Они сели за стол и, попивая коктейли, продолжили знакомство. Они говорили о Форе, потом вообще о музыке, регтайме, «Параде». Прошел один час, другой. Они все больше доверялись друг другу, воскрешая в памяти войну, Америку, русский балет. В то же время, как бы из стыдливости и по молчаливому согласию, они не затрагивали тему женщин. На заре Макс встал и торжественно, но в то же время сердечно похлопал Стива по плечу:
— Ночной мечтатель! Как и я!
Стив расхохотался. Он был немного навеселе, но давно уже не испытывал такого счастливого опьянения.
Утренние лучи скользили сквозь шторы «Ритца». Этот француз был действительно замечателен. Ему могло быть двадцать три, двадцать четыре года: в общем, чуть моложе его. Бледная, почти прозрачная кожа, светлые волосы и ярко-голубые глаза. В нем чувствовались решительность, изысканность, но и хрупкость, хотя и не так уж бросавшаяся в глаза. Такую хрупкость Стив встречал только у некоторых женщин, например у Файи.
— Ты знаешь Монпарнас? — спросил Макс, в то время как на паркете удлинялся солнечный луч.
— Нет, — сказал Стив, немного обескураженный его переходом на «ты».
— Тогда я тебя туда отвезу!
— Сейчас?
— Сию же минуту. Ты увидишь! Там можно встретить удивительных людей.
Они заказали такси и исчезли в рассветных лучах.
* * *
На Монпарнасе еще многое напоминало о деревне. Мало кто из парижан имел тогда представление об этом месте, если только они, как и Макс, не любили ночные открытия и презирали условности. Еще больше, чем музыка, эти блуждания сблизили Макса и его американского друга.

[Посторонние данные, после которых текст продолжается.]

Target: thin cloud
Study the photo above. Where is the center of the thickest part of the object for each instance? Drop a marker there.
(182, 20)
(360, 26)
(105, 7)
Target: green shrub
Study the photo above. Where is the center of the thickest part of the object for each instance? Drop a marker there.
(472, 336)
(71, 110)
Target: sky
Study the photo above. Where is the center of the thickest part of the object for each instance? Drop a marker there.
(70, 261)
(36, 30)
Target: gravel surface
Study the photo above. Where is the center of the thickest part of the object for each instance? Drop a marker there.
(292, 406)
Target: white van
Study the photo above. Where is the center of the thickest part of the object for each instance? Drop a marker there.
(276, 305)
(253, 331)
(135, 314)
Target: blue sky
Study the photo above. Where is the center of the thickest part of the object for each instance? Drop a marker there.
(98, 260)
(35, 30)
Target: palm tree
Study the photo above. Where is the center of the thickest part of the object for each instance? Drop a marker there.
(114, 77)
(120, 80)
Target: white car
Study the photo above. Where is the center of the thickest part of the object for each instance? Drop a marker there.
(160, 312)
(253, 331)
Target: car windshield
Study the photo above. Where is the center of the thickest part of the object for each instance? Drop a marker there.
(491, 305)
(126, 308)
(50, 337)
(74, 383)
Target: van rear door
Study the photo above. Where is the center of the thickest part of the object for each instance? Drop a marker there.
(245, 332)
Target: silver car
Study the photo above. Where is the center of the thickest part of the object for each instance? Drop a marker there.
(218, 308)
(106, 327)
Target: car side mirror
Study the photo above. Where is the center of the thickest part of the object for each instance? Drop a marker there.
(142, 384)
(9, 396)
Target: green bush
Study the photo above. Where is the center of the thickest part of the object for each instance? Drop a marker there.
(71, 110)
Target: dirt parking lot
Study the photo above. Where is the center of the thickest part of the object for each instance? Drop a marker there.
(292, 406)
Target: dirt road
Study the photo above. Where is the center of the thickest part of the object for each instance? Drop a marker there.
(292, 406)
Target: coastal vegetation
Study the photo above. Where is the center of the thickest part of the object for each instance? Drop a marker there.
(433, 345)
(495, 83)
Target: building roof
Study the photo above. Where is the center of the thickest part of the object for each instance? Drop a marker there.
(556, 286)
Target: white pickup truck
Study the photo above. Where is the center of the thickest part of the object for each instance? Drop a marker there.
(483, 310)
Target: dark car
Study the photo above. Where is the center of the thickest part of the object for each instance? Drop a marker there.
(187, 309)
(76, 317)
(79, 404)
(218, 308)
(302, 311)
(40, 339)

Стив с удивлением открыл этот до сих пор не знакомый ему квартал Парижа и с тех пор полюбил встречать рассвет на улицах, где мостовые поросли немыслимой травой, откуда на заре выезжали двуколки рано поднявшихся молочниц и первые тележки зеленщиков. Они с Максом заканчивали теперь свои ночные бдения в одном и том же месте — маленьком кафе, хозяин которого творил чудеса вопреки всем запретам: он предлагал своим постояльцам довольно светлый, но настоящий кофе, сливки с соседней фермы, масло и почти белый хлеб. Рядом с ними ели какие-то полуклошары, художники, — по словам хозяина, в большинстве своем изголодавшиеся иностранцы, — часто переругивающиеся на непонятных языках: русском, как думал Макс, или идише.
Друзья не собирались с ними сближаться, тем более говорить о живописи. Они просто хотели окунуться в эту необычную атмосферу, наполненную почти деревенской свежестью и страстями, привезенными из варварских стран. Это творческое рвение, непонятное, иногда грубое, которым они пропитывались и утром доносили до своих комнат, придавало им, наперекор всему, новый жизненный импульс.